Valentine’s Day is just around the corner. This is the day we strive to acknowledge those that we love over the years and wish to love us, those first experiences of romance. As a writer, these are the things that give rise to many a memorable novel. In fact, love was the driving force for beginning my quartet of novels based on the amazing 102 years of my mother’s life.
Each installment (book 3 is in the works) is filled with adventures of different times filled with tragedies, triumphs, and shared challenges. And, throughout each is great doses of love often masked by the daily effort to survive in times far removed from today’s convenience and prosperity.
Where Courage Began follow’s my mother’s first memories as a child when her widowed mother struggles to raise four children after the sudden and tragic death of her husband in 1921. Along the way, the family faces uprooting, financial hardship, and interference from meddling relations as they struggle to adapt in a new environment. Thanks to help from members of a caring community, they family begins to slowly create a new life.
In continuing to chronical small town Iowa life in the first third of the 20th century, Road to Resilience addresses love in a far more personal level, the romance of my mother and father. I had the unique opportunity to put flesh and bones on my mother’s framework of their meeting and subsequent whirlwind romance marked by near tragedy. Their more than five decades covers all the aspects of a true and lasting love, not just the exciting romance but the mental and emotional highs and lows.
I spent many a day with my mother reminiscing about her century of life, which spanned horse and buggies to space travel and the internet. What started as a way to pass time with her on my regular visits, became and truly memorable journey through another time and way of life. As I launched into writing her story, it struck me how little I’d known in the beginning and how much wonderful history I would ultimately gather. It was a true gift, one that goes undocumented in so many families. I’ll blog more on that later.

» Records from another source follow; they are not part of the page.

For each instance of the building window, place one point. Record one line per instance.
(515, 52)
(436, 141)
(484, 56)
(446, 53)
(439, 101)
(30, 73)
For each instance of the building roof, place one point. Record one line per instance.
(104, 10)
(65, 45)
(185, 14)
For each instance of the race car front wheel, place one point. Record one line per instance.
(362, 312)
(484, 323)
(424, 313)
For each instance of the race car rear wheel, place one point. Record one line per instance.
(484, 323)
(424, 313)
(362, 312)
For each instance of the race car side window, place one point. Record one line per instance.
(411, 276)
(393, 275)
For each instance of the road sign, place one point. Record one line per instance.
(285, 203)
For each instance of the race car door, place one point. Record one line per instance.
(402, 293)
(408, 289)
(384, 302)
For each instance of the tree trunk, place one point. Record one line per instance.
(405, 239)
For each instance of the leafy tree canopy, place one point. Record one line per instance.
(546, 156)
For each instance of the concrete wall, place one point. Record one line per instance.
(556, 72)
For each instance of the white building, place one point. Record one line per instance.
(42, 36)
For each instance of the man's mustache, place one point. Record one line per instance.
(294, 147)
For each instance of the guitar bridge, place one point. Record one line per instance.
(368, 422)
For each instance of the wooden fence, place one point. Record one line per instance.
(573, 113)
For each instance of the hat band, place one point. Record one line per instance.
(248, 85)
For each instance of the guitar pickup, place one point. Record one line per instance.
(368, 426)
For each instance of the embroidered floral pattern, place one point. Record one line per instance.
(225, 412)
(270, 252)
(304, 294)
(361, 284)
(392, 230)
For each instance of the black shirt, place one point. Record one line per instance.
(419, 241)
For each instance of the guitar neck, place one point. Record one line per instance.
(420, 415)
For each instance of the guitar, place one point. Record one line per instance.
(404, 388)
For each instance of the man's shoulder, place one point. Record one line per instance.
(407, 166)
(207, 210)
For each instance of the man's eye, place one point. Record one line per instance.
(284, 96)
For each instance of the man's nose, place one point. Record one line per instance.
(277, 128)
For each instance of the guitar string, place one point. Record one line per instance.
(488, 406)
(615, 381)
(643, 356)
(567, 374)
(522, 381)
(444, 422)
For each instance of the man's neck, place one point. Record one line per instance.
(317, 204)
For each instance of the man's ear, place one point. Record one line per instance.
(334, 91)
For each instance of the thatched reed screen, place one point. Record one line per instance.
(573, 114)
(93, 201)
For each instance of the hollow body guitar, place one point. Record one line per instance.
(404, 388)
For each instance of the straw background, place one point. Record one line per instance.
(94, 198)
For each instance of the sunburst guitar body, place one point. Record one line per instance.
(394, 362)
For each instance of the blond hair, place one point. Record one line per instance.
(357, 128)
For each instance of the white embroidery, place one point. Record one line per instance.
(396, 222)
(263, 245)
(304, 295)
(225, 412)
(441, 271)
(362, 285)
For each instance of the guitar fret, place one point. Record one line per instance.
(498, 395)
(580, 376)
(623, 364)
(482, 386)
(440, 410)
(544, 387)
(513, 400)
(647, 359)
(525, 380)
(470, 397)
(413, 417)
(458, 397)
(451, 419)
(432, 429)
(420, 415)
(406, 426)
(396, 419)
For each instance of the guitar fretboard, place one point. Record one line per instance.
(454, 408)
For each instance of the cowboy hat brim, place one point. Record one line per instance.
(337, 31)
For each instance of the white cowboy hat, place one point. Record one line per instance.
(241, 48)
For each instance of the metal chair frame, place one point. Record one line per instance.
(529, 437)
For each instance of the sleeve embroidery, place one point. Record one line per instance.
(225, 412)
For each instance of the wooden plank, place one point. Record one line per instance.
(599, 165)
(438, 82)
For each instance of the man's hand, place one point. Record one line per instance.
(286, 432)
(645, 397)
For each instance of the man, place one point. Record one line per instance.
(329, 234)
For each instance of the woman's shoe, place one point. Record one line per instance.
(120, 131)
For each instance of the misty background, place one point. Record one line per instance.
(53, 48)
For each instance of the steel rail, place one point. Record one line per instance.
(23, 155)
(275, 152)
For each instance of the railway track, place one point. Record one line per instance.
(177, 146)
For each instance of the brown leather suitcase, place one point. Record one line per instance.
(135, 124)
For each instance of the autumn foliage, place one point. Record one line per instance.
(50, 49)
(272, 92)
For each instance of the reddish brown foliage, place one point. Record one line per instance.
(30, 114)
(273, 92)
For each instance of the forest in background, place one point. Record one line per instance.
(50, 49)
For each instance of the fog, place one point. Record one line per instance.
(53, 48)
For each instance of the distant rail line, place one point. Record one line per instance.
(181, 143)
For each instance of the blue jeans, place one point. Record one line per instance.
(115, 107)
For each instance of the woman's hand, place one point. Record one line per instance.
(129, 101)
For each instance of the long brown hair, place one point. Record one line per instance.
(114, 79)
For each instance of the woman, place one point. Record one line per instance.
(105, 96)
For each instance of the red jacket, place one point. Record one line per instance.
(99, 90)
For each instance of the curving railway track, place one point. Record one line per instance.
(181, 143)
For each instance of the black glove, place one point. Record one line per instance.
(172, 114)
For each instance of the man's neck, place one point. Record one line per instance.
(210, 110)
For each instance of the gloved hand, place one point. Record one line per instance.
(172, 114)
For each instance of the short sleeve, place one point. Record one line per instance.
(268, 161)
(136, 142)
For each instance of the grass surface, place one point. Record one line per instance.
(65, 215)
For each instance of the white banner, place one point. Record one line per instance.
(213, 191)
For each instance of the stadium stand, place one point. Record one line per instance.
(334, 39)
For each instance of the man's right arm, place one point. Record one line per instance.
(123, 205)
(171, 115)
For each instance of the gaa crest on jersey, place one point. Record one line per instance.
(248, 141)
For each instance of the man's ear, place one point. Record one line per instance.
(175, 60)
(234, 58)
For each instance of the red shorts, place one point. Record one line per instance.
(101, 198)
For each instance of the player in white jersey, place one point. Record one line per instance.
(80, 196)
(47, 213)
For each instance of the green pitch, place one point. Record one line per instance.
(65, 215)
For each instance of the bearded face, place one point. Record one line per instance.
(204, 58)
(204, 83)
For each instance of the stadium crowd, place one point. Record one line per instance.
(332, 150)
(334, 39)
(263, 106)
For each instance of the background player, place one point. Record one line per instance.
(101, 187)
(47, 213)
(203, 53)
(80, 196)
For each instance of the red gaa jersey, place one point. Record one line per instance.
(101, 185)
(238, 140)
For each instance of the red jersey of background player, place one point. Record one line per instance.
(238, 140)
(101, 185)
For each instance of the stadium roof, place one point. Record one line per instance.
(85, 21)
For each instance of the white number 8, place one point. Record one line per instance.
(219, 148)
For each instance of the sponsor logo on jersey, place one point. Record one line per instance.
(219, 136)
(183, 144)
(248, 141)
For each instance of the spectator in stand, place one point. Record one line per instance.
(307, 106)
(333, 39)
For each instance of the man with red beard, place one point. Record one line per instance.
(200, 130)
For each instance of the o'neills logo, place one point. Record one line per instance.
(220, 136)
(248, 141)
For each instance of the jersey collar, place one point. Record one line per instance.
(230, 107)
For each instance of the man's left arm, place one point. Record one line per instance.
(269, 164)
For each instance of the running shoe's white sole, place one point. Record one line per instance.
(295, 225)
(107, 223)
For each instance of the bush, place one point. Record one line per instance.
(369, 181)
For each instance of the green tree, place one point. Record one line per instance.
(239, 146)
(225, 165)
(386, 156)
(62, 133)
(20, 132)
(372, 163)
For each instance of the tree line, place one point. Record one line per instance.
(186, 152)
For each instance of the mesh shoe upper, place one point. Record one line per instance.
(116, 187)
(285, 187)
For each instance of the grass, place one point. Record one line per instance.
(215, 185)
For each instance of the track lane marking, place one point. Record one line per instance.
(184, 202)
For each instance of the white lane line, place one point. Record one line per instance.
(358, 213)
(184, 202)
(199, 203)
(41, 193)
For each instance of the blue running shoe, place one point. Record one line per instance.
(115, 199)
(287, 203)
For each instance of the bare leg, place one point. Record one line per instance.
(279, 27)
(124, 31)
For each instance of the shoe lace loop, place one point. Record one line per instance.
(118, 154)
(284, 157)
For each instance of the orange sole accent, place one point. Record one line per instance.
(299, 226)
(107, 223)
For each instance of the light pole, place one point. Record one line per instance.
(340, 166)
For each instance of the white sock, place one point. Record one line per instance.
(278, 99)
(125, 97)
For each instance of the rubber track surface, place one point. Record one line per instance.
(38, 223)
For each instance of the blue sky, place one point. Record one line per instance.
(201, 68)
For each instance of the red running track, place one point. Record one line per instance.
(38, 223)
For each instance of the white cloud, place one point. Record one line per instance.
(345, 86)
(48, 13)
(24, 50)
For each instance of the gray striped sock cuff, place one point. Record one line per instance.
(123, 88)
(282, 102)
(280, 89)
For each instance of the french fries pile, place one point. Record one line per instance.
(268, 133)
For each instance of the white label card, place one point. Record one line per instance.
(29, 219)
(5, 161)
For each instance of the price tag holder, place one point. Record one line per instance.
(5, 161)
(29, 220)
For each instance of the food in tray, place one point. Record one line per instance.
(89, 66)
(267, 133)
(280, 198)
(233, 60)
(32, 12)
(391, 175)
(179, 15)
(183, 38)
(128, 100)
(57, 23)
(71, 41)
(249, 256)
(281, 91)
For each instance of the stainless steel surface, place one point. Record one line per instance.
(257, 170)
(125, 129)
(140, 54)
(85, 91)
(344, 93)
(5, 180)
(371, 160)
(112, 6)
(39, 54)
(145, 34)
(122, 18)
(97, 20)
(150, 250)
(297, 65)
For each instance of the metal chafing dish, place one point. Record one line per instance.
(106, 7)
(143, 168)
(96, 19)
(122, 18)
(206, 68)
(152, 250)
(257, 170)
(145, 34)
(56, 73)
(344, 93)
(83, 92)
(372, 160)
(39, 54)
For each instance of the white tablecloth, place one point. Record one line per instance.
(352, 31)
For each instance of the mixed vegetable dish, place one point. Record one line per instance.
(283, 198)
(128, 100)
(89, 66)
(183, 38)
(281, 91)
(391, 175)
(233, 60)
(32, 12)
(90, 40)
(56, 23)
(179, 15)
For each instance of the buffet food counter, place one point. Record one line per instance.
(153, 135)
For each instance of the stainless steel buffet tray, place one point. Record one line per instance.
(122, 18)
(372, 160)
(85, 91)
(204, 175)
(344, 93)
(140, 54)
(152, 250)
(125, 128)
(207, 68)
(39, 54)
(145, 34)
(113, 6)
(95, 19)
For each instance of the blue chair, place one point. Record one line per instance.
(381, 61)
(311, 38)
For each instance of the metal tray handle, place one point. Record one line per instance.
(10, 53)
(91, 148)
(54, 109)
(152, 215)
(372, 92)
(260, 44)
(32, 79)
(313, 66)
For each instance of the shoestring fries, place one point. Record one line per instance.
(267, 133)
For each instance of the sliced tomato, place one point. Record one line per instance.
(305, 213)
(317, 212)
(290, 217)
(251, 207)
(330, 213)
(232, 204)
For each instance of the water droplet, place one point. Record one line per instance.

For now, I’d like to offer this Valentine advice to you and yours – sit down and start writing your story now, worts and all. Someday, your children will be asking questions that, if you don’t write it down, may never be answered. While you’re at it, sit down with your parents and grandparents with a list of questions about their lives - how they met, where they lived, how major events changed their future, etc. Then, help record them. In doing so, you will be creating the best gift ever for the whole family. And who knows, the stories might just become a novel.